2020 Unemployment Compensation Exclusion FAQs — Topic D: Amended Return (Form 1040-X)

Q1. What if I already filed my 2020 tax return? Do I need to file a Form 1040-X to amend my tax return to report the exclusion? (added April 29, 2021)

A1. Unless you're entitled to a new credit or additional deductions as described in Topic E, there's no need to file an amended return (Form 1040-X) to report the amount of unemployment compensation to exclude. The IRS will perform the corrections starting in late May and continue throughout the summer and into the fall.

If you already filed your tax return, we'll determine the correct taxable amount of unemployment compensation and tax. We'll also adjust any non-refundable or refundable credits that you reported on your return that are impacted by the exclusion.

Any resulting overpayment of tax will be either refunded by direct deposit or by paper check or will be applied to your other outstanding tax liabilities.

A notice confirming the change will be sent to you when your return is corrected. Keep that notice for your records in case your tax return preparer or state department of taxation requests a copy.

Q2. What if I know I'll be entitled to a credit or deduction that wasn't claimed on my tax return? Should I file an amended return? (updated June 8, 2021)

A2. Yes. Once you're aware the exclusion of up to $10,200 in unemployment compensation now makes you eligible for a credit or deduction not claimed on your original return, file an amended return to claim the new credit or deduction. You can file this amended return electronically if the original return was filed electronically. See Form 1040-X, Amended U.S. Individual Income Tax Return for additional information.

The IRS will adjust the credits already claimed on your return that are impacted by the exclusion.

Example: You didn't claim the Earned Income Tax Credit (EITC) for your qualifying children on your 2020 tax return because your AGI was too high. Because the unemployment compensation exclusion reduced your AGI, you're now eligible for a $250 EITC. However, you need to file an amended return including a Schedule EIC to claim the EITC and any other credits not claimed on your original return. If, instead, you claimed $50 in EITC on your 2020 tax return, don't file a Form 1040-X solely to change the EITC amount. The amount of this and other credits that you claimed on the original return will automatically be adjusted by the IRS when we apply the exclusion.

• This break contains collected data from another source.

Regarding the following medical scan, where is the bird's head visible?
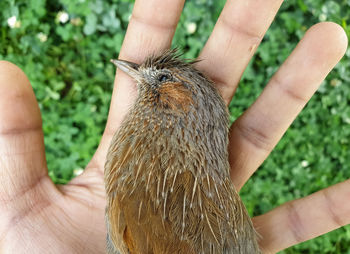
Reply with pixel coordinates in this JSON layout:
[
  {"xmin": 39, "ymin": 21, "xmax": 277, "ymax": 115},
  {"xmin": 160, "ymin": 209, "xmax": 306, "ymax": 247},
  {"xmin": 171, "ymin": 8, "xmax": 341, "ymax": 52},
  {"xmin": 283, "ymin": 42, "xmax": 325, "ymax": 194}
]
[{"xmin": 111, "ymin": 49, "xmax": 209, "ymax": 114}]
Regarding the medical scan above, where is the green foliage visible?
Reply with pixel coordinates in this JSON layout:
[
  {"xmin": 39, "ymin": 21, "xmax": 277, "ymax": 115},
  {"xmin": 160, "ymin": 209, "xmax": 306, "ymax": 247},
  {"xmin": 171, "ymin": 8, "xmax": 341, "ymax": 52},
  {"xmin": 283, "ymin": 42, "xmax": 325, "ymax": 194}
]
[{"xmin": 0, "ymin": 0, "xmax": 349, "ymax": 252}]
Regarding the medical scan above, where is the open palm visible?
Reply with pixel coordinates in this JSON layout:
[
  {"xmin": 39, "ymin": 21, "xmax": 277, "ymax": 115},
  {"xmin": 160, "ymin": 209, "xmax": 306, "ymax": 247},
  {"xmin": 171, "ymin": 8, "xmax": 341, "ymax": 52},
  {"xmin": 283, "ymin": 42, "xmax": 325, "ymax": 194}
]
[{"xmin": 0, "ymin": 0, "xmax": 348, "ymax": 253}]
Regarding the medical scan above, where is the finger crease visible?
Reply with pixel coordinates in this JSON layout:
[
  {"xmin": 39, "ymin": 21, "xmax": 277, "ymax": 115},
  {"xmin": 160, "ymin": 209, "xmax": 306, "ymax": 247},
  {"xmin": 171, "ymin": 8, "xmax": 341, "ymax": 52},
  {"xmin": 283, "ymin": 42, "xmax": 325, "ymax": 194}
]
[
  {"xmin": 0, "ymin": 148, "xmax": 44, "ymax": 157},
  {"xmin": 286, "ymin": 201, "xmax": 306, "ymax": 243},
  {"xmin": 0, "ymin": 173, "xmax": 48, "ymax": 205},
  {"xmin": 322, "ymin": 189, "xmax": 344, "ymax": 228},
  {"xmin": 63, "ymin": 184, "xmax": 104, "ymax": 208},
  {"xmin": 233, "ymin": 121, "xmax": 273, "ymax": 152},
  {"xmin": 63, "ymin": 169, "xmax": 105, "ymax": 203},
  {"xmin": 0, "ymin": 125, "xmax": 42, "ymax": 136},
  {"xmin": 210, "ymin": 76, "xmax": 230, "ymax": 90},
  {"xmin": 131, "ymin": 13, "xmax": 177, "ymax": 32},
  {"xmin": 0, "ymin": 175, "xmax": 54, "ymax": 240},
  {"xmin": 271, "ymin": 76, "xmax": 308, "ymax": 103},
  {"xmin": 8, "ymin": 194, "xmax": 52, "ymax": 230},
  {"xmin": 220, "ymin": 17, "xmax": 263, "ymax": 43}
]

Q3. I already filed an amended return (Form 1040-X) to claim the unemployment compensation exclusion, will this cause any issues or delay my refund? (added April 29, 2021)

A3. No. The IRS can identify a duplicate claim or mixed adjustment scenarios. If the Form 1040-X has changes other than unemployment compensation exclusion, only the part of the claim that was not adjusted when we applied the exclusion will be considered after we apply the exclusion. Filing a Form 1040-X won't increase the time it takes the IRS to make the automatic correction or reduce the time it takes to process your automatic correction.